Ingredients:
- 1 pound (450g) linguine pasta
- 1 tablespoon (15ml) olive oil
- 1 pound (450g) large shrimp, peeled and deveined
- 4 cloves garlic, minced
- 1/4 teaspoon red pepper flakes (optional)
- 1/4 cup (60ml) dry white wine or chicken broth
- 1/4 cup (60ml) lemon juice, freshly squeezed
- 1/4 cup (55g) unsalted butter, cut into cubes
- 1/4 cup (15g) fresh parsley, chopped
- Salt and freshly ground black pepper to taste
- Grated Parmesan cheese, for serving
Instructions:
- Cook linguine according to package directions until al dente. Reserve about 1 cup of pasta water before draining.
- Heat olive oil in a large skillet over medium-high heat. Add shrimp and cook until pink and opaque, about 2-3 minutes per side. Remove shrimp from skillet and set aside.
- Add minced garlic and red pepper flakes (if using) to the skillet. Cook until fragrant, about 30 seconds.

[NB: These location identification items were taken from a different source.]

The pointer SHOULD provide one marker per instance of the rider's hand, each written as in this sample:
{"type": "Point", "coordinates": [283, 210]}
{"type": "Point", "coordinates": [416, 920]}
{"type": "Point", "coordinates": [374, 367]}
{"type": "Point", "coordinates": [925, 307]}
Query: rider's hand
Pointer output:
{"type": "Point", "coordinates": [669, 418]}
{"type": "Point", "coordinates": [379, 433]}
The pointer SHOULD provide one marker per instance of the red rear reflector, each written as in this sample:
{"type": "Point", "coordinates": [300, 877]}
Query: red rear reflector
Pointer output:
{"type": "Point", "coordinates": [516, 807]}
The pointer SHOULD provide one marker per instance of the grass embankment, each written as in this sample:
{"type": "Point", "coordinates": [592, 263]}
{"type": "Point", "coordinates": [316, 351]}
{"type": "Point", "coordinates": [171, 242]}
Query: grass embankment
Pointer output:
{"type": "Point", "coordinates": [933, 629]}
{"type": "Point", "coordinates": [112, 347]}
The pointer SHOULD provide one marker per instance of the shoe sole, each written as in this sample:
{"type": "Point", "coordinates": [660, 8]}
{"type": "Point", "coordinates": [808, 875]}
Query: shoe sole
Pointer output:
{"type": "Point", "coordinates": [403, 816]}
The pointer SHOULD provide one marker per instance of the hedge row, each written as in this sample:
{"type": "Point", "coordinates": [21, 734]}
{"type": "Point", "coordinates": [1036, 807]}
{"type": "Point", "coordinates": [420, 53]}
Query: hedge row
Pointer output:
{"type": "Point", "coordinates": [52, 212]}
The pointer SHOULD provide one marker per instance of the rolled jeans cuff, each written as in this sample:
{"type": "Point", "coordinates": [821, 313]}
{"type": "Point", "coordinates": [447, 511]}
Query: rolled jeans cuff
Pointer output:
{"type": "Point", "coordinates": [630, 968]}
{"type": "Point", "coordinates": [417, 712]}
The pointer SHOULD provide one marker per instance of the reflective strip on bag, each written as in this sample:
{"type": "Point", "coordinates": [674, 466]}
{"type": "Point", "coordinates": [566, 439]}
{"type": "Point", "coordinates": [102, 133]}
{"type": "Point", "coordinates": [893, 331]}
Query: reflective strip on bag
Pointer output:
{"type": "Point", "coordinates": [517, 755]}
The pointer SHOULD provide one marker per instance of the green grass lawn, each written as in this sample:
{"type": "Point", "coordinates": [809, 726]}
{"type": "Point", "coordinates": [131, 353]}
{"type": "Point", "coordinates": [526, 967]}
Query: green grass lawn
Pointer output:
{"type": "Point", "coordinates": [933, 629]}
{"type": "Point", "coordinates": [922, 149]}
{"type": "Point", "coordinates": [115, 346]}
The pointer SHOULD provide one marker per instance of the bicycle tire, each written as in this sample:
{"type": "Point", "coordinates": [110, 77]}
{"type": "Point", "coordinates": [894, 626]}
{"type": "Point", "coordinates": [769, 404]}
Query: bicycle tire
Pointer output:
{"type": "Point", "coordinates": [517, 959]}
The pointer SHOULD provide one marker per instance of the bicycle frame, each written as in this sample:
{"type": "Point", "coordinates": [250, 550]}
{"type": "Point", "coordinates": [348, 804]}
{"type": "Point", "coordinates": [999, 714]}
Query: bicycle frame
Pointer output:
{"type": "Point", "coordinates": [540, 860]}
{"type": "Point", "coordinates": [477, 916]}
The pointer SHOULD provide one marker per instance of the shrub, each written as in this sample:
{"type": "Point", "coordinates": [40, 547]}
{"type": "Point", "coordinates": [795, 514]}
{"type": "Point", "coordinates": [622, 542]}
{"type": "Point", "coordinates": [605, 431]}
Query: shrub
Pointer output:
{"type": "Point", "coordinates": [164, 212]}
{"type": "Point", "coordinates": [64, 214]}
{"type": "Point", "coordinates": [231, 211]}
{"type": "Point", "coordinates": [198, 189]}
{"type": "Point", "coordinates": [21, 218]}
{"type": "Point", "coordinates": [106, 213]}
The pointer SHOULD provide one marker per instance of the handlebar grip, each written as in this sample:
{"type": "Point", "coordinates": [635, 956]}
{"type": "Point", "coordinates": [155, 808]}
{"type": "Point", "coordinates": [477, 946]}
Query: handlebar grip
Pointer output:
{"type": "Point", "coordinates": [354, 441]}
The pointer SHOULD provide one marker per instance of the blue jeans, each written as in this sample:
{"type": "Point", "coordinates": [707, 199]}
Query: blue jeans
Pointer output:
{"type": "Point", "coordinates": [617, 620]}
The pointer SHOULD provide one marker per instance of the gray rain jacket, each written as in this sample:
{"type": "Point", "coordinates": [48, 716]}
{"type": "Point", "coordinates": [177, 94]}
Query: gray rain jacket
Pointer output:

- Pour in the white wine (or chicken broth) and lemon juice. Bring to a simmer, scraping up any browned bits from the bottom of the pan.
- Reduce the heat to low and whisk in the butter, one cube at a time, until melted and emulsified.
- Add the cooked pasta and shrimp back to the skillet. Toss to coat, adding reserved pasta water as needed to create a creamy sauce.
- Season with salt and pepper to taste. Stir in the parsley. Serve immediately, garnished with grated Parmesan cheese.